Wouldn't it be gross if...you discovered the key to life?

Assiniboine Park from Wikimedia: keep your pants on, folks. 

From the mouths of babes.

Back in high school, I once drove through Assiniboine Park with some friends, and one of them - apropos of nothing - said, "Wouldn't it be gross if everyone in the park dropped their pants, and you were forced to smell their bumholes?"

After initially mocking him, we broke into discussion groups, hashed out the issue in detail and came to a consensus: it wouldn't be so bad if you wanted to do it, but if you were forced to do it, it would be awful.

Years later, I'd discover that we'd not only cracked (Get it? Cracked? Awww, forget it.) the conundrum, but also come up with the key to school, work, and life.

My friend who initially posed the question is doing well in Toronto, where he does PR for the Canadian government. He says the job stinks, but it's not so bad if you want to do it.

Thursday, July 11, 2013

Red Rose Tea figurines - the gateway to a life of crime and collecting

Steal me! From Canadianpickers.com

Tea is a gateway drug. 

When I think back to what made me a collector of action figures, records, books, and assorted crap today, I can only blame one thing: Red Rose Tea figurines. 

Back in the 60s, 70s, and 80s these figurines (see hedgehog, above) came packed in every box of Red Rose Tea, one per box of 100 (or was it a million?) tea bags. So, as a kid, it was your task to drink as much caffeine as possible in order to "collect the whole set."

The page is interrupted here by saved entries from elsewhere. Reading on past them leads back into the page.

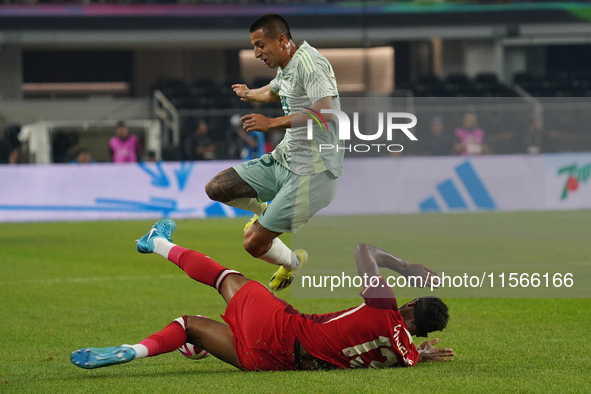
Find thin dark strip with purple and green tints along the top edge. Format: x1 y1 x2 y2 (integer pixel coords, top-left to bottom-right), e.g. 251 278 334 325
0 1 591 30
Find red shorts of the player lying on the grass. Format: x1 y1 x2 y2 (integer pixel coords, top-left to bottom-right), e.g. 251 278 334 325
222 281 295 371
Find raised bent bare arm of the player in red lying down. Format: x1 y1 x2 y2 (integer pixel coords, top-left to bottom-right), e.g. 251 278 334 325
355 244 438 288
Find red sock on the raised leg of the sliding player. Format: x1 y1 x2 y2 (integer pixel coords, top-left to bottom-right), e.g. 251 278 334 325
168 246 242 291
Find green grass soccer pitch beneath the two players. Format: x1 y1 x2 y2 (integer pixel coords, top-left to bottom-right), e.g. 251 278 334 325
0 211 591 393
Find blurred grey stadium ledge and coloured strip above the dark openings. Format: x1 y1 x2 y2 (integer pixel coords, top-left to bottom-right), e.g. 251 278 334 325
0 1 591 47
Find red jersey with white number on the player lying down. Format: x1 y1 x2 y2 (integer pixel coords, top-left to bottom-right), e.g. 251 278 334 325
286 277 419 368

Red Rose Tea has a helpful history of the figurines on its website, in which we find out that they're from George Wade Pottery in Burslem, England, which first produced them for Red Rose Tea in 1967 (the year of the Lord, it being my birth year), and that they're actually called "Whimsies." How whimsical.

Also:
"Nearly all Red Rose Figurines, with the exception of the very first, have one significant feature: fine moulded parallel ridges on the underside of the base. It now seems to have become a "trademark" for all Wade "Whimsies" to follow, making them remarkable Red Rose collectibles." 
Whatever. All I cared about was getting all of them - a perfect example of sales driven by sales promotions, in this case a premium ("something free"). Kids are particularly susceptible to premiums, hence the free, plastic toy in the box of Frosted Flakes and the non-edible parts of the Happy Meal. Oh, yeah, that would be all of it. You get the idea.

I developed a serious tea habit. Before I knew it, I was hanging out at seedy, all-night tea dens, snorting tea powder off of the nostril-sized figurines, and waking up naked and confused next to zoo miniatures.

Even worse, on a neighborhood visit with my mother to her friend's place, I was so shocked to find she possessed one of the figurines I'd been looking for, I pocketed it. When I got home, the caffeine wore off and my conscience caught up with me. I admitted to my mother that I'd stolen the figurine, in the way that most five-year-old kids admit anything:
"Hey, mom, looked what fell into my pocket!" 
My mother, horrified at what I'd become, made me go back to her friend's place and apologize. To my surprise, the friend said, "Oh, that's OK: you can have it." So, I took it back home and gave it a place of prominence in my Whimsies display.

From that moment on, every time I looked at my figurines display, I remembered a valuable lesson: crime pays. Thanks, Red Rose Tea!